FABRICATIONS : La laiterie de Nieul était spécialisée dans le lait de consommation courante (brique de Nieul) et surtout dans la fabrication du beurre, et ce depuis sa création en 1896. Elle fabriquait aussi de la caséine; Durant la courte période de sa collaboration avec l’ULMCP, elle fabriquera des fromages de chèvre comme le Picton, Le Picton frais, le Picaillon, le Collibert, un fromage pur chèvre à 48 pour cent de matière grasse, mais aussi des fromages comme la Mizotte, la raclette, et le « Auzay » un fromage à 45 pour cent de matière grasse. Ses beurres Extra-Fins, seront récompensés de façon régulière au Concours Général Agricole. En voici quelques exemples : Médailles d'Or en 1926,1934, 1935,1936, 1937, Médailles d'Argent en 1927, 1929, 1933, enfin, une Médaille de Bronze en 1964, pour son beurre pasteurisé.
QUELQUES CHIFFRES : En 1960, la laiterie ramassait 7.635.948 litres de lait par an. En 1966 : 9.390.180 litres. Le nombre de sociétaires était de 340 en 1960, il passait à 395 en 1966. Prix payé du litre 39,11 anciens francs en 1960, et 0,688 francs en 1966. Le chiffre d’affaires (CA) était de 1.069.902 anciens francs en 1960 et de 7.382.626 francs en 1966. La laiterie employait enfin 13 personnes en 1960 et 25 salariés en 1966, comprenant un directeur, deux comptables et un suppléant, trois secrétaires et deux suppléantes, un Contremaître et un suppléant, deux fromagers et un suppléant, un beurrier et deux aide-beurriers, un caséinier, un écrémeur, une personne responsable de l’emballage, quatre livreurs et une personne pour l’entretien.
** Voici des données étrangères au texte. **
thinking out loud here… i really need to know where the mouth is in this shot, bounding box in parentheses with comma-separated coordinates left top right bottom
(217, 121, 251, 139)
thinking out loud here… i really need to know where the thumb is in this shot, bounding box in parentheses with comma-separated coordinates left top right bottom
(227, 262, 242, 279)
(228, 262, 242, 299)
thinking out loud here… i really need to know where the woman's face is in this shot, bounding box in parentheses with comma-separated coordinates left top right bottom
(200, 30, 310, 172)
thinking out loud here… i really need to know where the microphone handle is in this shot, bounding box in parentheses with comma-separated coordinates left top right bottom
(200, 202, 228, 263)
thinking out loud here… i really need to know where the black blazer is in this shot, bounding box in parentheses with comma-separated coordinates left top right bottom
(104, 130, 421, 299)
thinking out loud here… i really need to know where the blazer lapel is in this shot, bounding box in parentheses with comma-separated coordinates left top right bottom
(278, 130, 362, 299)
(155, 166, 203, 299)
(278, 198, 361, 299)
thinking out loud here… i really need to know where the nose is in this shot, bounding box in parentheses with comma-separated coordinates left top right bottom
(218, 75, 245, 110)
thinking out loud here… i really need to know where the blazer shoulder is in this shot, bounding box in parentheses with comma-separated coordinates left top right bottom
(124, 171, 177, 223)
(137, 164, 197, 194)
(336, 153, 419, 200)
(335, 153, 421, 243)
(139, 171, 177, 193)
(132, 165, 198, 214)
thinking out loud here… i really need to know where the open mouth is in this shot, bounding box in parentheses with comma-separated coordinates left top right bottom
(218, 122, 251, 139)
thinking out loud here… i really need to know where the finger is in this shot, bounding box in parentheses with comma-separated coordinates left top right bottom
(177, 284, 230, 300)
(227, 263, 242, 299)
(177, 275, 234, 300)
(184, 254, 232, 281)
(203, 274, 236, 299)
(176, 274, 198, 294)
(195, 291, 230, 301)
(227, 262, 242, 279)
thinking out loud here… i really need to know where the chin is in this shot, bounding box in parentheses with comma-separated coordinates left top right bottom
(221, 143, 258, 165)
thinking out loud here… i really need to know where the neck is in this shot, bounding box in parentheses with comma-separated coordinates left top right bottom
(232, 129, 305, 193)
LA FIN D’UNE ÉPOQUE : Suite à une décision de l’USVAL en 1985, la laiterie de Nieul-sur l’Autise va cesser toute activité et fermer ses portes. Monsieur Roy Jean sera son dernier directeur. Les raisons de la fermeture étaient liées à des questions d’investissements qui devenaient indispensables pour la survie du groupe. La direction lance alors un plan de restructurations, et certains employés seront reclassés à Mareuil ou à Saint-Michel-en-l’Herm. Un incendie finira de détruire l’usine. Bureaux et maison d’habitation seront transformés en logements locatifs. Enfin, la haute cheminée, qui faisait partie du paysage local,sera démolie en 1992.
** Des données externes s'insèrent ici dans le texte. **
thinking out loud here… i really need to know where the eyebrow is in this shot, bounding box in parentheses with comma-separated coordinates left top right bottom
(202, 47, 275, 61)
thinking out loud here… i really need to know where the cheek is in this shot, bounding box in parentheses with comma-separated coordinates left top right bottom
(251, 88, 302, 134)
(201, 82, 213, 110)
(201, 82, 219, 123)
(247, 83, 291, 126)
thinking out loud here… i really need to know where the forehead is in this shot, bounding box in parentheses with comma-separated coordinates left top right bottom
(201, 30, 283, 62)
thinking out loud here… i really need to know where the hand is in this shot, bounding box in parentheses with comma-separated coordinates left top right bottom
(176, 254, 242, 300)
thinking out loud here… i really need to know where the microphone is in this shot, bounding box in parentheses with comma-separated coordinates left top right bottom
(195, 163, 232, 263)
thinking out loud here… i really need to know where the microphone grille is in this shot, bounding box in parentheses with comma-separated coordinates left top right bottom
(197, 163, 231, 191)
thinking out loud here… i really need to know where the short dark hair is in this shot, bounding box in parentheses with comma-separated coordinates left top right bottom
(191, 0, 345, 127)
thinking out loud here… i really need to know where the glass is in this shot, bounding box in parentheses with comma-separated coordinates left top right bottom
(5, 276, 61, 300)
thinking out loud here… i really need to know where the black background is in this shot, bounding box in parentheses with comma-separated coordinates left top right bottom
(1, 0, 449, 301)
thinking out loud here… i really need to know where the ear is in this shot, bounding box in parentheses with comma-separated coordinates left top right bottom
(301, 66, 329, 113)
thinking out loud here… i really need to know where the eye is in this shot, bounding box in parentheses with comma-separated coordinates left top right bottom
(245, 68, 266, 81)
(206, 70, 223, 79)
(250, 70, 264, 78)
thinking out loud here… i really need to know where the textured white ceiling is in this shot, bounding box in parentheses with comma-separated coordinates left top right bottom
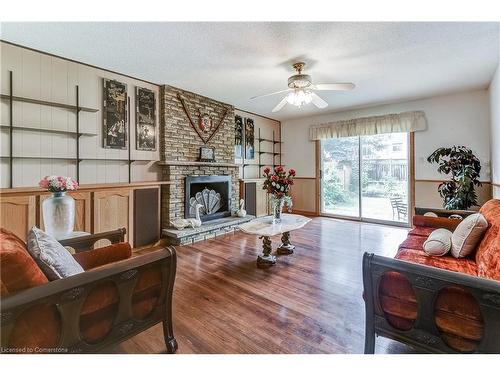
(1, 22, 499, 120)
(1) En 1901, il est membre de l’Union du Cercle Artistique on le retrouve à l’adresse suivante : 4, rue d’Argenson à Paris. En 1905, le vicomte Raymond de Bresson habitait 31bis boulevard Lannes à Paris. En 1908, membre du Jockey Club, il a comme adresse, 3, rue Dinot à Marans, Charente-Inférieure, En 1910, il a une adresse au 15, rue Cardinet, à Paris.